Agentic Coding
How AI agents autonomously write, test, and iterate on code
The Problem: Developers spend up to 60% of their time on routine code: boilerplate, tests, refactoring, documentation. AI agents can autonomously write, test, and fix code — but how do you work with them effectively?
The Solution: Your Tireless AI Pair Programmer
Agentic coding goes beyond simple code generation — it uses autonomous AI agents that plan, write, test, and fix code in a loop. Think of "vibe coding": you describe your intent, and the agent handles implementation. The key difference from chat-based coding is the agent loop — the agent reads your codebase, plans an approach, writes code, runs tests, and iterates on errors without manual intervention.
Think of it like a tireless junior developer:
- 1. Describe intent clearly: What to build, constraints, coding style, test requirements — like briefing a new team member
- 2. Agent plans approach: Reads codebase, finds patterns, proposes a plan before writing any code
- 3. Agent writes & tests: Writes code, runs tests, reads errors, fixes issues — the autonomous plan-code-test-fix cycle
- 4. Human reviews & iterates: Developer reviews the result, gives feedback, and iterates — AI handles implementation, human ensures quality
Where Is This Used?
- Rapid Prototyping: From idea to working MVP in hours, not days — the agent scaffolds, wires, and tests everything
- Test Generation: AI writes unit, integration, and e2e tests based on existing code and patterns
- Refactoring: Agent refactors code following project patterns, running tests after each change
- Code Review & Documentation: AI finds bugs, suggests improvements, and writes documentation from code
- Gotchas: Blind Spots: Agents can write plausible but subtly wrong code: hallucinated imports, outdated APIs, security holes, over-engineering.
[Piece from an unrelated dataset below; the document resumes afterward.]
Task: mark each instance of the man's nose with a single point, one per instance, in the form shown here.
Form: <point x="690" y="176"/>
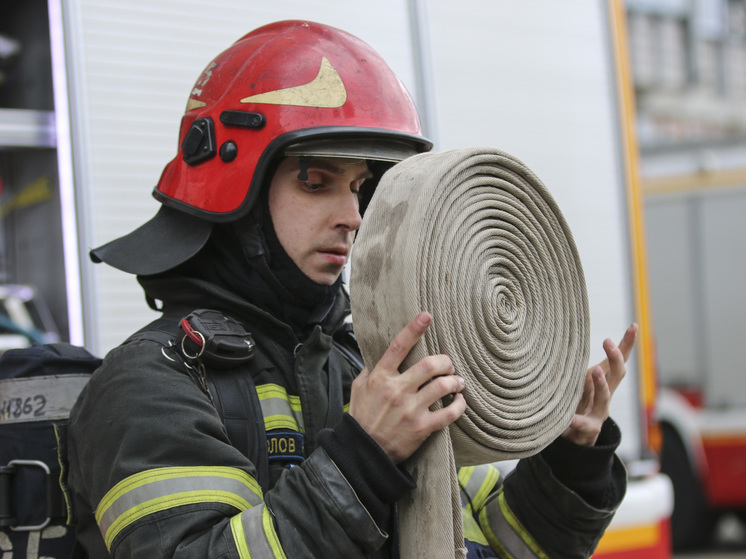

Always review agent output critically — it looks confident even when wrong
Fun Fact: According to industry reports, some companies already write over 50% of their code with AI agents. Andrej Karpathy coined the term "vibe coding" in 2025 — coding by describing intent and letting AI handle the implementation. Key insight: the quality of your CLAUDE.md and rules files matters more than the quality of individual prompts.
Try It Yourself!
Use the interactive visualization below to explore the agentic coding loop, compare prompt quality, and see how context layers affect code output.
Key Insight
- 1. Agentic coding is not "type a wish and get code." It is a collaboration: clear intent + agent autonomy + human review.
- 2. CLAUDE.md and rules files are your highest-leverage investment — they improve every future interaction.
- 3. The agent writes code fast, but you must always review. Subtly wrong code from a confident agent is more dangerous than obviously wrong code.
Try it yourself
Interactive demo of this technique
Task an AI agent to create an API endpoint for user search with pagination and filters
app.get("/users", (req, res) => { const users = db.query("SELECT * FROM users WHERE name LIKE '%" + req.query.q + "%'"); res.json(users); });
import { NextRequest, NextResponse } from "next/server";
import { z } from "zod";
import { prisma } from "@/lib/prisma";
import { rateLimit } from "@/lib/rate-limit";
const searchSchema = z.object({
q: z.string().max(100).optional().default(""),
role: z.enum(["admin", "user", "editor"]).optional(),
page: z.coerce.number().int().min(1).default(1),
limit: z.coerce.number().int().min(1).max(100).default(20),
});
export async function GET(req: NextRequest) {
const ip = req.headers.get("x-forwarded-for") ?? "unknown";
const limited = await rateLimit(ip, 30, 60);
if (limited) {
return NextResponse.json(
{ error: "Rate limit exceeded" },
{ status: 429 }
);
}
const parsed = searchSchema.safeParse(
Object.fromEntries(req.nextUrl.searchParams)
);
if (!parsed.success) {
return NextResponse.json(
{ error: parsed.error.flatten() },
{ status: 400 }
);
}
const { q, role, page, limit } = parsed.data;
const where = {
...(q && {
OR: [
{ name: { contains: q, mode: "insensitive" as const } },
{ email: { contains: q, mode: "insensitive" as const } },
],
}),
...(role && { role }),
};
const [data, total] = await Promise.all([
prisma.user.findMany({
where,
skip: (page - 1) * limit,
take: limit,
select: { id: true, name: true, email: true, role: true },
}),
prisma.user.count({ where }),
]);
return NextResponse.json({
data,
pagination: { page, limit, total, totalPages: Math.ceil(total / limit) },
});
}
A vague instruction produces code with SQL injection and no pagination. A detailed prompt referencing project patterns, Zod validation, and test list produces a production-ready endpoint matching project architecture.